Pruitt’s climate message now official
Environmental Protection Agency chief Scott Pruitt has long insisted it is difficult for scientists to measure precisely the extent to which humans cause climate change.
Now EPA’s regional staff members engaging with local communities and American Indian tribes have been instructed to push the same message too.
This week, EPA staffers received an email instructing them to underscore the uncertainties about how human activity contributes to climate change.
Here are a few of the “talking points” in the email, first reported by HuffPost and confirmed by The Washington Post:
• “Human activity impacts our changing climate in some manner. The ability to measure with precision the degree and extent of that impact, and what to do about it, are subject to continuing debate and dialogue.”
• “Clear gaps remain including our understanding of the role of human activity and what we can do about it.”

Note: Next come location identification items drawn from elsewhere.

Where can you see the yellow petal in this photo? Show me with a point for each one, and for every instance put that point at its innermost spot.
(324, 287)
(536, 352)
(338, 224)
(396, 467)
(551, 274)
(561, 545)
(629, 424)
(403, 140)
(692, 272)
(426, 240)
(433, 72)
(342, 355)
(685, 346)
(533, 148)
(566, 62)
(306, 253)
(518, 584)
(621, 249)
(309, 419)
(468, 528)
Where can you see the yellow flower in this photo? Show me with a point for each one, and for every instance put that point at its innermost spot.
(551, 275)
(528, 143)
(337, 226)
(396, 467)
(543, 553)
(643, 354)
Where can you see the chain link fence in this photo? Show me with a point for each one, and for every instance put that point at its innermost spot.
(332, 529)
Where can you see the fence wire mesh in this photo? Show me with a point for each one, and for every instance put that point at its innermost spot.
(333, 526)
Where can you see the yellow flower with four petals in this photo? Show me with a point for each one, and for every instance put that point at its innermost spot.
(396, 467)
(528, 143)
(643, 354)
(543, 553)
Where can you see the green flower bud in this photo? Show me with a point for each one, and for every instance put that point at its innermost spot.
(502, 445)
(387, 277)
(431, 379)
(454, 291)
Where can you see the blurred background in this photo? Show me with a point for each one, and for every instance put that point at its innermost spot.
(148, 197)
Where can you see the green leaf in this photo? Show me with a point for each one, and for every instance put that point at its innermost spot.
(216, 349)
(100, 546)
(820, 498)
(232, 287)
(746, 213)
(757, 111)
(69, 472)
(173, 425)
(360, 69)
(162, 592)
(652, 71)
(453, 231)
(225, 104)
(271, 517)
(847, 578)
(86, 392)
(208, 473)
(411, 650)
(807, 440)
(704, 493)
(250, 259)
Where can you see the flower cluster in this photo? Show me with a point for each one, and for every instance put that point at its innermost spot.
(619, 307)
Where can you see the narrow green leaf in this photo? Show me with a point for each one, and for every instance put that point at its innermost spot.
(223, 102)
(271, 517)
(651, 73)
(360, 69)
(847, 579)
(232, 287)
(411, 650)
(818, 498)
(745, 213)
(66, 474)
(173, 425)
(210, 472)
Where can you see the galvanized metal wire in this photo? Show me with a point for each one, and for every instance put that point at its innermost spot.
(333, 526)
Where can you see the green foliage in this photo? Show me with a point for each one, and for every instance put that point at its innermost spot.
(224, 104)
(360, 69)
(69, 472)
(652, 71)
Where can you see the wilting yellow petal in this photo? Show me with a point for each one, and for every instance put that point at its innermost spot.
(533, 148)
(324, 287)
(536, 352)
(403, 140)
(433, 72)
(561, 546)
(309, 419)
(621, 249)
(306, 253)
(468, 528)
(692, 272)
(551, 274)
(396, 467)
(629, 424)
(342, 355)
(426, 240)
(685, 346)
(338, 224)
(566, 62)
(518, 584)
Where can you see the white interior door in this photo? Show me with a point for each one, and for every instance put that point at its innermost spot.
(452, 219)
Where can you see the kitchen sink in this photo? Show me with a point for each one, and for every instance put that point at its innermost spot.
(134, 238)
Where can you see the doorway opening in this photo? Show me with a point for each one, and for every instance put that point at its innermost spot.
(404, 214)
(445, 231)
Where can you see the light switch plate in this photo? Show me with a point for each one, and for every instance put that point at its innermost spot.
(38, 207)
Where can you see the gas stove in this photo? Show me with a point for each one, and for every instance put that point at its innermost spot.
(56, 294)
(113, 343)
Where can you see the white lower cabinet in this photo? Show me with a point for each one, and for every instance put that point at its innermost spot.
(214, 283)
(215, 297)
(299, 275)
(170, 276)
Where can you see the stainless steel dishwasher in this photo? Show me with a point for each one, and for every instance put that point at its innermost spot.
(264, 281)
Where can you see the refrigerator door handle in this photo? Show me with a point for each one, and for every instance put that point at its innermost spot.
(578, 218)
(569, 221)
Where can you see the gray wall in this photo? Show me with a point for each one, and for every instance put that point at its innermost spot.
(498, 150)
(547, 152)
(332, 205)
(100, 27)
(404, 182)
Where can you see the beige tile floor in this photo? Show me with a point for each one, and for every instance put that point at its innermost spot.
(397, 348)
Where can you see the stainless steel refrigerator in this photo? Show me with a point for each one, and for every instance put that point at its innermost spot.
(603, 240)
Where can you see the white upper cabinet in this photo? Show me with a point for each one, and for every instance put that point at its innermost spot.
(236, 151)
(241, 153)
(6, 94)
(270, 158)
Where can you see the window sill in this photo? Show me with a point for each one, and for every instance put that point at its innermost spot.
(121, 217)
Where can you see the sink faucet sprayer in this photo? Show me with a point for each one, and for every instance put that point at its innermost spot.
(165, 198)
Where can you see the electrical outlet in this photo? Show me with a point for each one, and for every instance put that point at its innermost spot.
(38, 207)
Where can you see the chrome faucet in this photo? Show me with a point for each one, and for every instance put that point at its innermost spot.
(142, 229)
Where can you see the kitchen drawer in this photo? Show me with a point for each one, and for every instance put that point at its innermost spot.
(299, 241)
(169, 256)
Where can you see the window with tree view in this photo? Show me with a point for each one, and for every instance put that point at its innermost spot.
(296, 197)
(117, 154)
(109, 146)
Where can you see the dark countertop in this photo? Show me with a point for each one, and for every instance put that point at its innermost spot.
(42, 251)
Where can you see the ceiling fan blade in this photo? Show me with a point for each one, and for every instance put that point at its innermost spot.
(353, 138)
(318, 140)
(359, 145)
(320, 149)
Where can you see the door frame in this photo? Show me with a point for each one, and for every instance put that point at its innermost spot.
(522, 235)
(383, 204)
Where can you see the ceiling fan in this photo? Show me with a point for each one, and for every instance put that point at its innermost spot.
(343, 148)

Pruitt and other administration officials and President Donald Trump repeatedly and publicly have highlighted uncertainty about the role humans have played in contributing to the warming of the planet since becoming EPA administrator. Now it’s official internal guidance.
Consider how closely the talking points match Pruitt’s rhetoric during a March 2017 interview on CNBC, with the use of words such as “precision,” “impact” and “debate” that also appear in the memo:
“I think that measuring with precision human activity on the climate is something very challenging to do and there’s tremendous disagreement about the degree of impact, so no, I would not agree that it’s a primary contributor to the global warming that we see . ... We need to continue the debate and continue the review and the analysis.”
Yet some of the talking points are also at odds with the vast majority of climate scientists abroad and at home. A 2017 interagency report by federal scientists concluded that “it is extremely likely that human influence has been the dominant cause of the observed warming since the mid-20th century.”
The talking points appear to be an effort to narrow the gap between what Pruitt and the rest of the EPA bureaucracy say publicly about climate change.